A maggior chiarimento e provvisoria conclusione, circa la posizione marxista sui rapporti fra economia e violenza conviene ascol­tare ancora Engels: "Quello che qui importa stabilire è che dappertutto il dominio politico ha avuto a suo fondamento l'esercizio di una funzione sociale e che il dominio politico ha continuato ad esistere per lungo tempo solo laddove ha mantenuto l'esercizio di questa sua funzione". E più avanti: "E' chiaro di conseguenza quale funzione abbia la forza nella storia, di fronte allo sviluppo economico. In primo luogo, ogni forza politica è fondata originariamente su una funzione economica, sociale, e si accresce nella misura in cui, con la dissoluzione delle comunità primitive, i membri della società vengono tra­sformati in produttori privati e quindi vengono estraniati ancor più da coloro che amministrano le funzioni sociali comuni. In secondo luogo, dopo che la forza politica si è resa indipendente di fronte alla società e si è trasformata da serva in pa­drona, essa può agire in duplice direzione. O agisce nel senso e nella direzione del regolare sviluppo economico: in questo caso fra i due non sussiste alcun conflitto e lo sviluppo economico viene accelerato. O invece agisce nel senso opposto e, in questo caso, salvo poche eccezioni, soggiace interamente allo sviluppo economico".

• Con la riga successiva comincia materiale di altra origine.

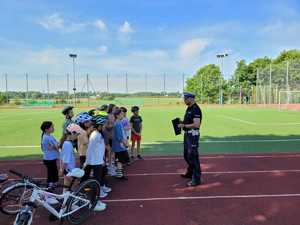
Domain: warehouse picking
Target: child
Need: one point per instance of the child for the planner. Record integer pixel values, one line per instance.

"Queste poche eccezioni sono casi isolati di conquista, in cui i conquistatori, più rozzi, hanno sterminato e cacciato via la popolazione di un paese e ne hanno guastate o distrutte le forze produttive […] Laddove invece il potere statale interno di un paese è entrato in opposizione col suo sviluppo economico, come a un certo grado di sviluppo è capitato a ogni potere politico, la lotta ogni volta è finita con la caduta del potere politico. Senza eccezione e ineluttabilmente, lo svi­luppo economico si è aperta la via: abbiamo già ricordato l’ultimo e più lampante esempio di questo fenomeno: la grande Rivoluzione francese [...] Per il sig. Dühring, la forza è il male assoluto, il primo atto di violenza è per lui il peccato originale, tutta la sua esposizione è una geremiade sul fatto che la violenza, questa potenza diabolica, ha infettato tutta la storia fino a ora con la tabe del peccato originale e ha vergognosamente falsificato tutte le leggi naturali e sociali. Ma che la violenza abbia nella società ancora un'altra funzio­ne, una funzione rivoluzionaria, che essa, secondo le parole di Marx, sia la levatrice di ogni società gravida di una nuova, che essa sia lo strumento con cui si compie il movimento della società, e che infrange forme politiche irrigidite e morte, di tutto questo nel sig. Dürhing non si trova nemmeno una parola".

Tanto basti, per il momento. Ma torneremo sul tema, che – come sappiamo anche solo guardandoci intorno – è di urgente e drammatica attualità.